One way to monitor activity below the Earth’s surface is to measure surface changes in the Earth’s magnetic and electric fields. These are known as magnetotellurics and are particularly sensitive to the presence of subsurface melt.


Bennington and her colleagues conducted an extensive magnetoelastographic survey throughout the Yellowstone Caldera and used the resulting data to model the distribution of molten reservoirs hidden within it.


Their results revealed that there are at least seven distinct regions of high magma content, some of which is flowing into other regions as deep as 4 to 47 kilometers (2.5 to 30 miles) underground, up to the crust-mantle boundary. .

Yellowstone's volcanic activity appears to be moving northeast
Map of reservoirs below Yellowstone. Yellow represents basalt, red rhyolite, and orange basalt to rhyolite transition zone. The purple triangle is a magnetointelligence monitoring station. (Bennington et al., nature2025)

The most interesting melt reservoir was in the northeast. There are huge reservoirs of basaltic magma in the lower crustal columns and chambers of rhyolitic magma in the upper crust. This chamber of rhyolite magma is estimated to store approximately 388 to 489 cubic kilometers of melt. This is almost 10 times higher than the melt storage areas to the south, west, and north where previous eruptions occurred.

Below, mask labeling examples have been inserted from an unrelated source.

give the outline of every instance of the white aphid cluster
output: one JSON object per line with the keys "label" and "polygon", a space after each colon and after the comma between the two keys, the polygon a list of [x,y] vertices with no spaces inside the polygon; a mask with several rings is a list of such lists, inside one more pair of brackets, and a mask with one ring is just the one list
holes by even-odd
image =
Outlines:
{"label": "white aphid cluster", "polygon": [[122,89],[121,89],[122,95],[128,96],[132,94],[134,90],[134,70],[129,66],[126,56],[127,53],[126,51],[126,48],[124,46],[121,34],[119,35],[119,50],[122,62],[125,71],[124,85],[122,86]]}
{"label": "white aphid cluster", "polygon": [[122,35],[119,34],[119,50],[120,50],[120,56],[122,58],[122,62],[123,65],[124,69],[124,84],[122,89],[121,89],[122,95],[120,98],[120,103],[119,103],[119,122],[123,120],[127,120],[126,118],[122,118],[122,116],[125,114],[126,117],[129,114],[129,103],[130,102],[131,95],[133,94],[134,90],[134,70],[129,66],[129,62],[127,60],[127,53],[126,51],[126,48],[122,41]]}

Researchers note that this amount is also similar to the amount of melt from previous eruptions that formed the caldera in Yellowstone.


Rhyolite caldera-forming explosions are interspersed with smaller basalt explosions within the caldera, the researchers note. But exactly how these kinds of explosions work is unclear. The team’s work suggests that the rhyolitic magma chamber must be completely cooled before basaltic magma enters.


Researchers say further analysis is needed to determine exactly when and how future eruptions will occur.

This study was published in: nature.